Twine v Bean’s Express Ltd: CA 1946

A driver was engaged to drive his employers’ van, his employers having a contract with the Post Office. When so doing, he gave Mr. Twine a lift from A to B, both offices of the Post Office. The driver had been expressly forbidden to give lifts.
Held: The express prohibition upon giving lifts was not only a prohibition but was also a limiting factor on the scope of the employment. The driver was not acting in the course of his employment. Lord Greene said: ‘He (the driver) was employed to drive the van. That does not mean . . that because the deceased man was in the van it was within the scope of the driver’s employment to be driving the deceased man. He was in fact doing two things at once.

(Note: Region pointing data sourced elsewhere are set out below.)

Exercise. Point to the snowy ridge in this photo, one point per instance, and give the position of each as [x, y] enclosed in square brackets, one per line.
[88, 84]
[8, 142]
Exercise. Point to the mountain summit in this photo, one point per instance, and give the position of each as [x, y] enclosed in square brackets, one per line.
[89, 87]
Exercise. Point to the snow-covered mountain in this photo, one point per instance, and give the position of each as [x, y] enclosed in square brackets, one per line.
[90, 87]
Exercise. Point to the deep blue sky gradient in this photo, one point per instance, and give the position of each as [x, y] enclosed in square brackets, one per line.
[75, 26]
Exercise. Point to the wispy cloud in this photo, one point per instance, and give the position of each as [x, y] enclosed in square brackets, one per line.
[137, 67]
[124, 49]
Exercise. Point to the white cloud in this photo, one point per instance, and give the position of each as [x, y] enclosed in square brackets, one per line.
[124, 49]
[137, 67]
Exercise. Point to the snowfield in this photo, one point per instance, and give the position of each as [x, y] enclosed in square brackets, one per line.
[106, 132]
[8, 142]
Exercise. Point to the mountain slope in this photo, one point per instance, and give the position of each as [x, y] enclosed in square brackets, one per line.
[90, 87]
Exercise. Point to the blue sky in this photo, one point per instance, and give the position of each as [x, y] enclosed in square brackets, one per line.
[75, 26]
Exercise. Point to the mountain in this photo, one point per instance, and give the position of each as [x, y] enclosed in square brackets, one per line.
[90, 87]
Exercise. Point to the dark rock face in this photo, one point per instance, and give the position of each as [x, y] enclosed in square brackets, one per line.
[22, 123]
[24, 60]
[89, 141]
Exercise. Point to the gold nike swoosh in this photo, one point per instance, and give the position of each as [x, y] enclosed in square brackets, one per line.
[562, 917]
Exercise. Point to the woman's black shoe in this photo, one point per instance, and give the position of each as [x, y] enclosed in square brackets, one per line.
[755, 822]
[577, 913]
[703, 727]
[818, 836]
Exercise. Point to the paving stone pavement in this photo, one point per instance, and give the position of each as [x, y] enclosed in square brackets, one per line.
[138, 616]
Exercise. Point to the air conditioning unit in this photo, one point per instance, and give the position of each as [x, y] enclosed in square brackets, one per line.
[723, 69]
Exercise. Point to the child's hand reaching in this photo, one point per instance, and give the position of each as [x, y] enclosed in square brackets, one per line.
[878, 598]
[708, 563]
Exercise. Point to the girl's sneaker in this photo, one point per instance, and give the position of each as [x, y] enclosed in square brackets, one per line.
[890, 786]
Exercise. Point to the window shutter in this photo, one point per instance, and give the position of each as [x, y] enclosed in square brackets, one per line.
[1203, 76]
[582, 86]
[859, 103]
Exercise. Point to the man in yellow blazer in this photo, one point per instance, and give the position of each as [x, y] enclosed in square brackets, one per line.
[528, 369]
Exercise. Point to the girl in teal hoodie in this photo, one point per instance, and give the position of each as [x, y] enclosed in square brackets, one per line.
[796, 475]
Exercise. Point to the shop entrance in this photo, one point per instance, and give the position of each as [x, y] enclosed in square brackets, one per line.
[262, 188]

He was driving his van from one place to another by a route which he was properly taking when he ran into the omnibus, and in driving the van he was acting within the scope of his employment. The other thing which he was doing simultaneously was something totally outside the scope of his employment – namely, giving a lift to a person who had no right whatsoever to be there.’

Lord Greene MR, Uthwatt J
(1946) 62 TLR 155, [1946] 1 KB 202, [1946] 1 All ER 202, (1946) 175 LT 131
England and Wales
Cited by:
Not FollowedRose v Plenty CA 7-Jul-1975
Contrary to his employers orders, a milkman allowed children to assist him in his milkround. One was injured, and sued the milkman’s employer.
Held: The milkman had not gone so far outside the activities for which he was employed for the . .

Lists of cited by and citing cases may be incomplete.